Latest update December 25th, 2024 1:10 AM
Apr 05, 2017 Features / Columnists, Freddie Kissoon
My niece, Karishma, committed suicide four days ago in Wakenaam where she lived. On hearing the news from her brother my mind flashed immediately to Black Bush Polder, which is the suicide capital of the world; in case you didn’t know, let me repeat it – per capita Black Bush Polder has more suicides than any other place in the entire world. I first saw Black Bush Polder when I was five years old when my sister took me there on her visit to her farmer-boyfriend.
I have no memories of that visit. I went back to Black Bush Polder more than fifty-five years after. It was during the 2015 election campaign and twice I shared the AFC’s platform with Dr. Ramayya. At one of those meetings, I asked Berbice attorney, Charrandas Persaud, what exactly is this place; it becomes a haunted castle when the sun goes down.
After the second campaign meeting, I did some research on the election results in Black Bush Polder from the fifties onwards. The PPP has won Black Bush Polder in landslide victories from 1957 to 2015. That party controlled Berbice for 23 years. What did it do for that part of Berbice?
It is the same for Wakenaam. That is the island in the Essequibo where my wife has her roots. Her parents were born there. My first visit to the island was when she took me there. If you check the election history of Wakenaam you will find it has a strong similarity with Black Bush Polder – it has historically turned out landslide wins for the PPP and it was a landslide in 2015. From the first time I set foot on Wakenaam, I saw the underdevelopment and onto this day I cannot understand why my wife’s relatives continue to vote for the PPP.
I could not see a future for the young people in Wakenaam and I always wonder why they wanted to stay there. There is no future for anyone in Wakenaam in the 21st century. So many have got out and because of that, have done well – three famous names from that place are Glenn Lall, Ramnaresh Sarwan and Baroness Amos.
Kaieteur Sports journalist Zaheer Mohamed, too, is from Wakenaam. He grew up with my niece, and yesterday when we were discussing Karishma’s death, he told me the island’s population has been reduced to a mere 5,000 when a decade ago it was 8,000. Glenn Lall only last week said that the part of the island that he comes from, Zeelandia, had about 900 a few years back, but his friend recently told him that Zeelandia now has a mere 41 persons
Maybe Karishma should have long moved out. Maybe my wife and I could have done more for her, since my wife is very close to Karishma’s mother. Maybe Karishma’s brother who stayed with us in Georgetown could have done more. But most definitely, the party Wakenaamers put in charge of Guyana for 23 years should have done more for its supporters on the island. There is absolutely nothing in Wakenaam. The PPP Government did absolutely nothing for that island. It is a place of high unemployment; it has been like that for over fifty years.

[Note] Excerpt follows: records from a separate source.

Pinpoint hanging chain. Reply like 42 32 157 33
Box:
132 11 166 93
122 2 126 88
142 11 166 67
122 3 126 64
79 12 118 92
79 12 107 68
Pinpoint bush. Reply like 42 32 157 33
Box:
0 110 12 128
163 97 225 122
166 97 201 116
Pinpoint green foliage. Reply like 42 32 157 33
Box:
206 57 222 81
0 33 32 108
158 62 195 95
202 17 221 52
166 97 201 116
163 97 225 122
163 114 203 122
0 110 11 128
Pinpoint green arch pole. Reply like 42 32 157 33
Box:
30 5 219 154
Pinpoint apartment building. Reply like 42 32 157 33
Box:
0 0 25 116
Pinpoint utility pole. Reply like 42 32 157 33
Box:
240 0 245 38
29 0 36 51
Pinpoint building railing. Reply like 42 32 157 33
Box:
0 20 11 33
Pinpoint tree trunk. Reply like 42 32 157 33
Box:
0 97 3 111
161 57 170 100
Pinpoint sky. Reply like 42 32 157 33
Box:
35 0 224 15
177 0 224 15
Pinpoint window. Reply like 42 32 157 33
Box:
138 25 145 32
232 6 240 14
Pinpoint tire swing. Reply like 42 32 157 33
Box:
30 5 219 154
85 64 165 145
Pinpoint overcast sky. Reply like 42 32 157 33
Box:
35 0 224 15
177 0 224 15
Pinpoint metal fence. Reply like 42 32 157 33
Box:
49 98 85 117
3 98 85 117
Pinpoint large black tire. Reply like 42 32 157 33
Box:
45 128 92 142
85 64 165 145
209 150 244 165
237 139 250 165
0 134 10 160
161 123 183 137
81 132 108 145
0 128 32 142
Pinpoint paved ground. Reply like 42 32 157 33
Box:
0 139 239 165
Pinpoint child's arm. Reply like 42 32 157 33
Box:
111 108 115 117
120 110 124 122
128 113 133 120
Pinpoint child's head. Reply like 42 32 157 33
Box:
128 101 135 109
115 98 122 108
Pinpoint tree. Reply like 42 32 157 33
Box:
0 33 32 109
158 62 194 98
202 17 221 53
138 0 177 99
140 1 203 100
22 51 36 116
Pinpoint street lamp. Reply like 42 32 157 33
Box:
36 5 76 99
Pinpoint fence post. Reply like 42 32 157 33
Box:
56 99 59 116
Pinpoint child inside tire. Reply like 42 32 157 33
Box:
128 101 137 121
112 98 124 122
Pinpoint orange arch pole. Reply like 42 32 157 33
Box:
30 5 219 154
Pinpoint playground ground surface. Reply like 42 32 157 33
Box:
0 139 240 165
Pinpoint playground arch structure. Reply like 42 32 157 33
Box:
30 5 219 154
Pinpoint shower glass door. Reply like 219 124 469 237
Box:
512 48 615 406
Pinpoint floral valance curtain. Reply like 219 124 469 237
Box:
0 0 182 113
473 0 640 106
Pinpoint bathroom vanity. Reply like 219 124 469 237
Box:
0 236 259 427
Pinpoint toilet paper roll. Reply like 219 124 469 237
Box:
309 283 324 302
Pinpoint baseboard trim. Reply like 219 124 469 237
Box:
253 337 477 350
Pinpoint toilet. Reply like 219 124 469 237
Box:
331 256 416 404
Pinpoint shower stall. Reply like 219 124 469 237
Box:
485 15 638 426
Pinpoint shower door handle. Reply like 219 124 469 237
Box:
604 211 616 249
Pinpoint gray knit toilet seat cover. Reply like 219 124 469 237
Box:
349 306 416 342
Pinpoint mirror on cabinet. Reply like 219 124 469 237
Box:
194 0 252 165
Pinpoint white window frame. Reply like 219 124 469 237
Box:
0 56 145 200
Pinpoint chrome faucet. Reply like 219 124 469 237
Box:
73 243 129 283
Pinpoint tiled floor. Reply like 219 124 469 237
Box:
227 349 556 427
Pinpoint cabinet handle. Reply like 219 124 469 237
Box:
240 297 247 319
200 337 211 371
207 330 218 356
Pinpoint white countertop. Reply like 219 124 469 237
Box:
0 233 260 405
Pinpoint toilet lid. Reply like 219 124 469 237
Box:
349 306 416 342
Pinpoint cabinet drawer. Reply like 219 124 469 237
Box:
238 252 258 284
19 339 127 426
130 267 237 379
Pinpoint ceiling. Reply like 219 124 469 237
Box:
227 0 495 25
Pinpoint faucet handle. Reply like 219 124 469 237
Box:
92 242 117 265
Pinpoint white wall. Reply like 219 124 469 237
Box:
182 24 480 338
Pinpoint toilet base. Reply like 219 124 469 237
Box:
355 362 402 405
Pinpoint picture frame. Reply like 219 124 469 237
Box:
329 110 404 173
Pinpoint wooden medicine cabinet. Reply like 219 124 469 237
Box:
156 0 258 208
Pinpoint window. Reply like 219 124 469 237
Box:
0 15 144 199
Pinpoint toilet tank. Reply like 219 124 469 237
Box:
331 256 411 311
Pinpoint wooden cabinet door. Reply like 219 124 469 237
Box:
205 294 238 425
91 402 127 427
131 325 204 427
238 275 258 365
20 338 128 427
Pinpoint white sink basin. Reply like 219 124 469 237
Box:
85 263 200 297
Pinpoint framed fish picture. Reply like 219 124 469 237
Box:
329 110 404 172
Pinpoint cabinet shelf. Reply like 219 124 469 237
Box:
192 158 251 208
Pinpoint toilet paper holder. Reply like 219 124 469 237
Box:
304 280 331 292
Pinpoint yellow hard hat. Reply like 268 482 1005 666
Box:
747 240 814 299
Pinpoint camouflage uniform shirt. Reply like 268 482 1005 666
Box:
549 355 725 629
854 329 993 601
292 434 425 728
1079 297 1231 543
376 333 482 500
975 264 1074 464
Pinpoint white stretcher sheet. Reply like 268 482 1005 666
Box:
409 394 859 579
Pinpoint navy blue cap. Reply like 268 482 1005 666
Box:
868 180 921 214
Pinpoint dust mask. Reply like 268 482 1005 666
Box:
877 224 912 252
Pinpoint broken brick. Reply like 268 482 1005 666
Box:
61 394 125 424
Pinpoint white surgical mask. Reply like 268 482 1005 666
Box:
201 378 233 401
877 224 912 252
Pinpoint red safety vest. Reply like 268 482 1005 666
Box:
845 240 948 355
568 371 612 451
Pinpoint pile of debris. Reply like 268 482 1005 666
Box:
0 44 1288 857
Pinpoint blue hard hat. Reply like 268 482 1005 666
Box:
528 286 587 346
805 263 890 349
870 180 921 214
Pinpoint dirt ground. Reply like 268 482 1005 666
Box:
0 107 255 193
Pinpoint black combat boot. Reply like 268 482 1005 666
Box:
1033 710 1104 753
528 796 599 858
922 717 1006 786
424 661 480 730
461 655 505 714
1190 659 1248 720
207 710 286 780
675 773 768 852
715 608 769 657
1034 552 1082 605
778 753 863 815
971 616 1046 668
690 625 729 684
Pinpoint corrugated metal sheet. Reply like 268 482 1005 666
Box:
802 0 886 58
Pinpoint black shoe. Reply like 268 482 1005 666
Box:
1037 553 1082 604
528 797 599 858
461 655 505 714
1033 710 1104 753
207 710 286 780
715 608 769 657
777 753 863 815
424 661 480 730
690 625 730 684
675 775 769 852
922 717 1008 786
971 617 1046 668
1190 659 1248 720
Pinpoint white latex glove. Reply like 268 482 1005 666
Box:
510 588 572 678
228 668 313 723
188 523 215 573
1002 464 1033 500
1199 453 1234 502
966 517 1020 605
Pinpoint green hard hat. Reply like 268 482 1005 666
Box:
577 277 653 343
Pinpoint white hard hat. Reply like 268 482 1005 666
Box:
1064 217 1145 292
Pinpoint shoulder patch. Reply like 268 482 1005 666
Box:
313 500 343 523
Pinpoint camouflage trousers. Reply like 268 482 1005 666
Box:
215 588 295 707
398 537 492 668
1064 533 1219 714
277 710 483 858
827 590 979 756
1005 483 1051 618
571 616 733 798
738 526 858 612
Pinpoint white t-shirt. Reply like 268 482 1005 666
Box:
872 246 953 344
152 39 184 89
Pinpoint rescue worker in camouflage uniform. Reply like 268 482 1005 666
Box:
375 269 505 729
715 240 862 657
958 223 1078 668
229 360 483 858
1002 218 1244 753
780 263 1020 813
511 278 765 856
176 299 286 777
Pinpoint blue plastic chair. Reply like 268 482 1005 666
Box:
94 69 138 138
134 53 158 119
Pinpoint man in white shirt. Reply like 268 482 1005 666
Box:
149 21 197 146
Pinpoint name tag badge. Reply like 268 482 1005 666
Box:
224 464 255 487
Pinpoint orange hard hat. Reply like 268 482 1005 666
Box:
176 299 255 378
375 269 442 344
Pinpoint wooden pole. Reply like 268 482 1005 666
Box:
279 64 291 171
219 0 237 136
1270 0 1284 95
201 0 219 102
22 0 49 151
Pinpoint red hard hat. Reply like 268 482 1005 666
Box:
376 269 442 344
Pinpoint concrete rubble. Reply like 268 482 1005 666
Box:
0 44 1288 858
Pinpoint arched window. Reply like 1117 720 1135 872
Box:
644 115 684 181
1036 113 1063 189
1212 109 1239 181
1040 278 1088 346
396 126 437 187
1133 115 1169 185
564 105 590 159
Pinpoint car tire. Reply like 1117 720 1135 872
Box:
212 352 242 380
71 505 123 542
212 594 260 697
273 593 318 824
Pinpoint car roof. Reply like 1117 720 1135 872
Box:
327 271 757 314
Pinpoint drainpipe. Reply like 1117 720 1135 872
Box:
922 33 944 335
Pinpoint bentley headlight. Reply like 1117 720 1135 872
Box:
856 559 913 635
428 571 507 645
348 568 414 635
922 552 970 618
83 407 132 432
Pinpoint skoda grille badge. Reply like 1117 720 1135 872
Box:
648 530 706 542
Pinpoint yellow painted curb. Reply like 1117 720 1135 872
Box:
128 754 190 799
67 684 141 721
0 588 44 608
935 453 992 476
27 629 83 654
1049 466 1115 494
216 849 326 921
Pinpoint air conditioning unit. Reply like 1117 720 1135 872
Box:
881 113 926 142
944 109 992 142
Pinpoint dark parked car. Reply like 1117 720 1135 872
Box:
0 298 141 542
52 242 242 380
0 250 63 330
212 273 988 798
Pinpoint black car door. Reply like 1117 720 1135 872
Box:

One of the things I hate in life is when academics use their hard-earned talent to prostitute themselves on the altar of opportunistic sycophancy and questionable fear. We have study after study on the reasons for suicides in Guyana, but not one points to the role of the lack of a modern society in Guyana and the underdevelopment that creates depression and pessimism. There are two reasons for this.
I referred to opportunistic sycophancy. That means they want to stay nicely in the government’s good books, so they do not want to cite political factors. The other – questionable fear – is the trepidation they have of the government of the day being annoyed with them and they fear victimization.
I end with an extract from my September 9, 2014 captioned, “Suicide in Guyana also has a political cause to it.” And my Saturday, February 6, 2016 column captioned, “Guyana’s breakdown is connected to our high suicide rate.” What I wrote back then, I still accept.
In the first I wrote; “What is driving suicidal inclinations is the uncontrollable angst among the young… they have to face the reality that not in their lifetime will Guyana become even semi-modern, much less like what they see in other countries. “
In the second, I observed, “Guyana is a country that is almost impossible to live in. The stress it brings to its population cannot be handled by the younger folks.”